# Why the difference between SPY and ^GSPC?

Look at SPY vs ^GSPC -- the difference seems bigger than can be explained by the ETF fees. Is it only because of SPY re-invests dividends quarterly or something else? Since ^GSPC is a total return index, it should be replicable in principle, correct?

Additionally, Yahoo reports a huge volume for ^GSPC, how is this calculated?

## 3 Answers

^GSPC is a price index, not a total return index, so it does not include dividends.

SPY is an ETF that holds the underlying stocks. When it receives a dividend it keeps it in a cash account (which of course affects the NAV and market value of SPY shares) until the end of the quarter. At that time (on the 3d friday of Mar Jun Sep or Dec) it will pay out the cash to SPY shareholders. The cash account is now empty and the process repeats for the next quarter. So there is a periodic build up and then disbursal (not reinvestment!) of dividends.

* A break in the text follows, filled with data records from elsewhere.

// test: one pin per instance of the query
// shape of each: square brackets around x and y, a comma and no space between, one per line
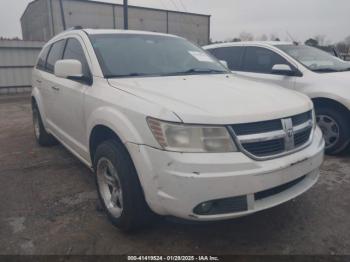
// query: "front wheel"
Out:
[335,126]
[119,188]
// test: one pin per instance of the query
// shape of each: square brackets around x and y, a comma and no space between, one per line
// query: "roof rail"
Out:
[77,27]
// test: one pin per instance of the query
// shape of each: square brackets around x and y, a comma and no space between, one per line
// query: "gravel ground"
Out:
[49,206]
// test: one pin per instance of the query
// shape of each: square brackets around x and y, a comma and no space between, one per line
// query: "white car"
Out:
[170,131]
[321,76]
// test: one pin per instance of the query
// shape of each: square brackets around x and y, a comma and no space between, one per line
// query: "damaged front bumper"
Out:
[232,184]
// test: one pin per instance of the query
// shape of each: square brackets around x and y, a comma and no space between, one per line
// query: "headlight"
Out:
[191,138]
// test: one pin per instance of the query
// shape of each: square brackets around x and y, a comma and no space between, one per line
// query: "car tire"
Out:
[42,136]
[335,126]
[119,188]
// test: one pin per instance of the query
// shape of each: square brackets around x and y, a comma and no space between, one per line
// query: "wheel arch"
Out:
[324,101]
[99,134]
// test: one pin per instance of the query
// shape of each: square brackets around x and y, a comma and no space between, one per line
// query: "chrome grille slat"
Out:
[274,138]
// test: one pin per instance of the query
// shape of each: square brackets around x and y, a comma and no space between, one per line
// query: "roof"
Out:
[105,31]
[120,31]
[244,43]
[133,6]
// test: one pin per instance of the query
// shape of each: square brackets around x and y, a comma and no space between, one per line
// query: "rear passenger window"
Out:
[232,55]
[75,51]
[55,54]
[261,60]
[42,58]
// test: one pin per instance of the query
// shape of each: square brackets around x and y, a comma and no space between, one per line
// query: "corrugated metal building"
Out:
[17,59]
[43,19]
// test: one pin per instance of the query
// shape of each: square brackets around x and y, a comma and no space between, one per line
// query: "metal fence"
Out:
[17,59]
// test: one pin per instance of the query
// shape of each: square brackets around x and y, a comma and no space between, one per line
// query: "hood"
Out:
[216,99]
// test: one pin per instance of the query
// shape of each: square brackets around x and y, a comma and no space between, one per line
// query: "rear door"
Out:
[49,83]
[257,63]
[232,55]
[39,78]
[69,111]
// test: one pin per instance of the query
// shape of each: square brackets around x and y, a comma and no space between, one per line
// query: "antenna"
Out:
[291,37]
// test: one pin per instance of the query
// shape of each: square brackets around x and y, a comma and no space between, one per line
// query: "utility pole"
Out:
[126,15]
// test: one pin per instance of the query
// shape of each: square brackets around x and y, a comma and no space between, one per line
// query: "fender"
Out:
[116,121]
[338,99]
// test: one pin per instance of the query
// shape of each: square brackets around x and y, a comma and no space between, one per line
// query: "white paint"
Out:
[214,99]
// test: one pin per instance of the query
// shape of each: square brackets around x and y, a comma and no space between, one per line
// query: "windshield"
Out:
[315,59]
[126,55]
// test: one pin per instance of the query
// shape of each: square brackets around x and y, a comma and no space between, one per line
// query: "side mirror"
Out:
[282,69]
[68,69]
[224,63]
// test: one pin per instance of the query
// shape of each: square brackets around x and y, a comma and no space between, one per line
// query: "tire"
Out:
[119,188]
[42,137]
[335,126]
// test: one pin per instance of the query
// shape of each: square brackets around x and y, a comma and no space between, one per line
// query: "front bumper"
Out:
[175,183]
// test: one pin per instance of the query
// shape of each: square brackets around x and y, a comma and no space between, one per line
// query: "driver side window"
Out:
[261,60]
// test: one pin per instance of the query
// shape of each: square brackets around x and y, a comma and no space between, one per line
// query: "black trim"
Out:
[9,87]
[114,18]
[52,20]
[276,190]
[23,66]
[62,15]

• Not to mention that there is a small negative drift on SPY because of management costs. – wsw Dec 21 '15 at 0:36

sp500tr vs spy vs spy total return is interesting. using 11/6/17 to 11/5/18 sp500tr increased by 1.0843. spy increased by 1.05617 per yahoo. using yahoo historical data spy return with dividends it increased by 1.0754. the difference between sp500tr and spy/tr, 0.0089, is likely mostly due to costs (such as trading) and fees. the expense ratio is listed as 0.09% or 0.0009. as spy holds dividends for a time before issuing it may impact, but this should be very minor. so the bulk of costs should be mostly from trading. are there any other cost factors?

^GSPC must be a total return index. The difference between it and spy is so small over time that dividends must be included.